Secondo quanto riporta Repubblica, il guru 59enne che ha centrato trionfi con Lleyton Hewitt e Andre Agassi prima di trasformare la Volpe di San Candido in un dominatore si prenderà qualche settimana di "vacanza", per poi tornare nel team in vista del rush finale della stagione.
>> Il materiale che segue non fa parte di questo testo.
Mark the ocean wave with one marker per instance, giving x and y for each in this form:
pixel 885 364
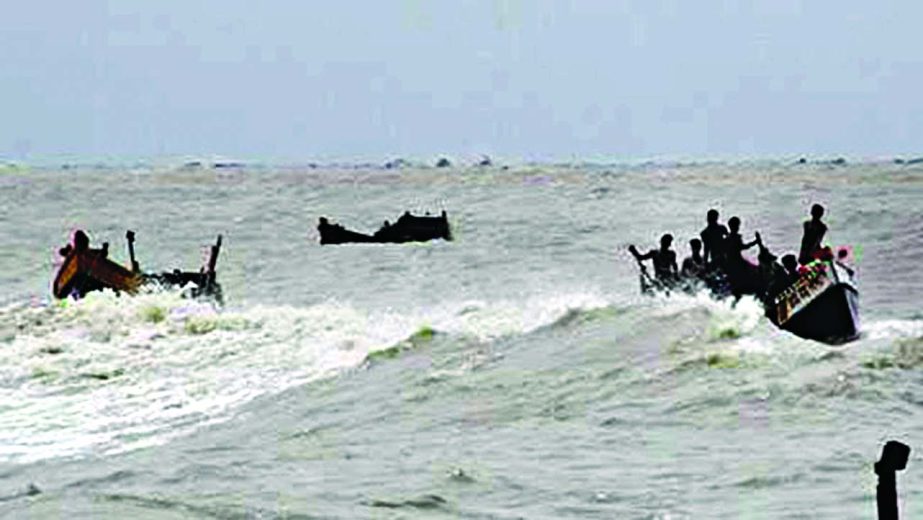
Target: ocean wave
pixel 109 374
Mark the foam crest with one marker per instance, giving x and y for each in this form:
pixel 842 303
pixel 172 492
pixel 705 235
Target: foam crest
pixel 109 374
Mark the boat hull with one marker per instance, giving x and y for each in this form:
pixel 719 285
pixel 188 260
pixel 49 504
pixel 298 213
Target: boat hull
pixel 90 270
pixel 408 228
pixel 833 317
pixel 821 306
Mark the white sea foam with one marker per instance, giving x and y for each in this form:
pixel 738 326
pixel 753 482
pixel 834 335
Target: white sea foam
pixel 109 374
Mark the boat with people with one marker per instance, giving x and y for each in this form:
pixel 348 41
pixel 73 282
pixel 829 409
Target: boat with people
pixel 814 296
pixel 407 228
pixel 86 269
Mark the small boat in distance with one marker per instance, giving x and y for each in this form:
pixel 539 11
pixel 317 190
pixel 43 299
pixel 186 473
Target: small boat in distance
pixel 408 228
pixel 85 270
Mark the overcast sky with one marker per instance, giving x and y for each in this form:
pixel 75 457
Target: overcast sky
pixel 530 79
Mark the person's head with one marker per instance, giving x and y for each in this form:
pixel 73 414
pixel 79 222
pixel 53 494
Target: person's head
pixel 666 240
pixel 696 245
pixel 734 224
pixel 894 455
pixel 817 211
pixel 81 240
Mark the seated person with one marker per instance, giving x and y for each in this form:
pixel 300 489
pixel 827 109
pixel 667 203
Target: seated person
pixel 664 260
pixel 713 240
pixel 694 266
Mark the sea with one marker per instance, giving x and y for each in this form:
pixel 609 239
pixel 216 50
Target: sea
pixel 513 372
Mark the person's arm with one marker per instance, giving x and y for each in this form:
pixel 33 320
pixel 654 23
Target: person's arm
pixel 705 249
pixel 639 256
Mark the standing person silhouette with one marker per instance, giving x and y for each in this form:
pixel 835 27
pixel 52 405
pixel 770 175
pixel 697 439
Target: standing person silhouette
pixel 743 275
pixel 713 240
pixel 664 260
pixel 694 266
pixel 814 231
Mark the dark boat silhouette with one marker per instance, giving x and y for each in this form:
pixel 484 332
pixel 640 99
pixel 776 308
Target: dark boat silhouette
pixel 85 270
pixel 407 228
pixel 821 305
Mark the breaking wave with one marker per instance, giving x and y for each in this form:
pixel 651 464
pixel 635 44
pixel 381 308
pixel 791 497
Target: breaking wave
pixel 110 374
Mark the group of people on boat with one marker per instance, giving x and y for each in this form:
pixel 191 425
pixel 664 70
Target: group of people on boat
pixel 717 262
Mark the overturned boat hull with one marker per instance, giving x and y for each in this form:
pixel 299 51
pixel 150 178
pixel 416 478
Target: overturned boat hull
pixel 86 270
pixel 90 270
pixel 822 306
pixel 408 228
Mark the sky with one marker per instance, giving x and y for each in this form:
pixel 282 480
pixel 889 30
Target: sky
pixel 530 79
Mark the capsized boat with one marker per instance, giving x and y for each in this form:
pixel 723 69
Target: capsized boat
pixel 407 228
pixel 823 304
pixel 86 269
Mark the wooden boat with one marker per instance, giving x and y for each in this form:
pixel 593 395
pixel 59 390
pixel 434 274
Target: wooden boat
pixel 822 304
pixel 408 228
pixel 85 270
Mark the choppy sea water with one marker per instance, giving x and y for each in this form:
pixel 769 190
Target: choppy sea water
pixel 512 373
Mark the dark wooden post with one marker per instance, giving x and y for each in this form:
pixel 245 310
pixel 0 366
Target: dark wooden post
pixel 893 458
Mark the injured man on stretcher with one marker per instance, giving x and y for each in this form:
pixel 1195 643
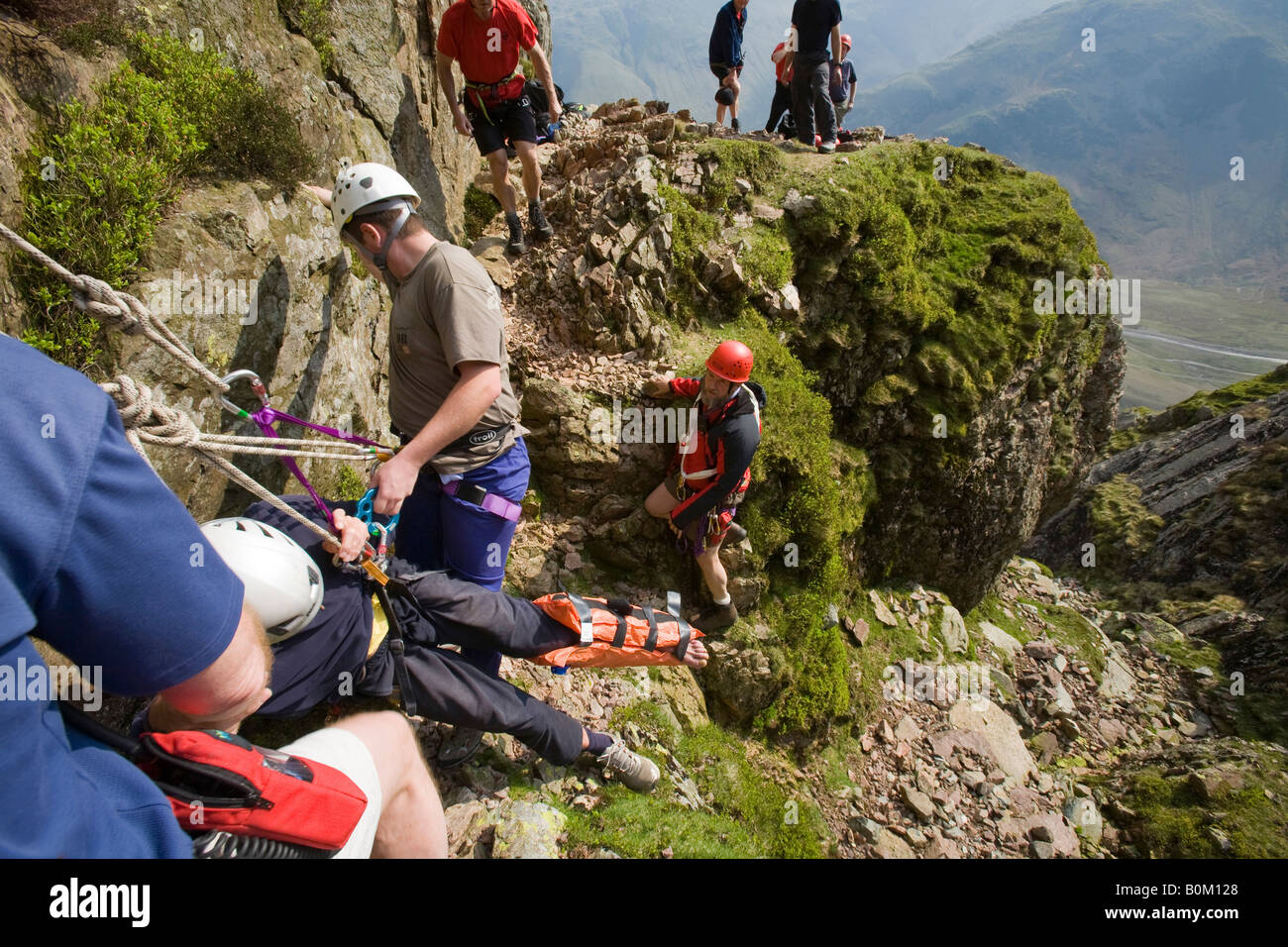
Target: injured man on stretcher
pixel 330 639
A Flushing Meadows, dove nel 2024 Sinner vinse centrando il suo secondo Slam in carriera e proprio nel momento più difficile, quello dell'esplosione del caso Clostebol, ci sarà come sempre l'italiano Simone Vagnozzi, che affianca Cahill nella gestione tecnico-psicologica di Jannik. E ovviamente anche Umberto Ferrara, richiamato ufficialmente pochi giorni fa. Il preparatore atletico era stato silurato proprio in quei giorni di fine agosto perché giudicato responsabile del pasticcio-doping avvenuto nel marzo precedente insieme a Giacomo Naldi, il fisioterapista che invece non è stato reintegrato da Sinner dopo l'allontanamento a sorpresa del duo Panichi-Badio alla vigilia di Wimbledon.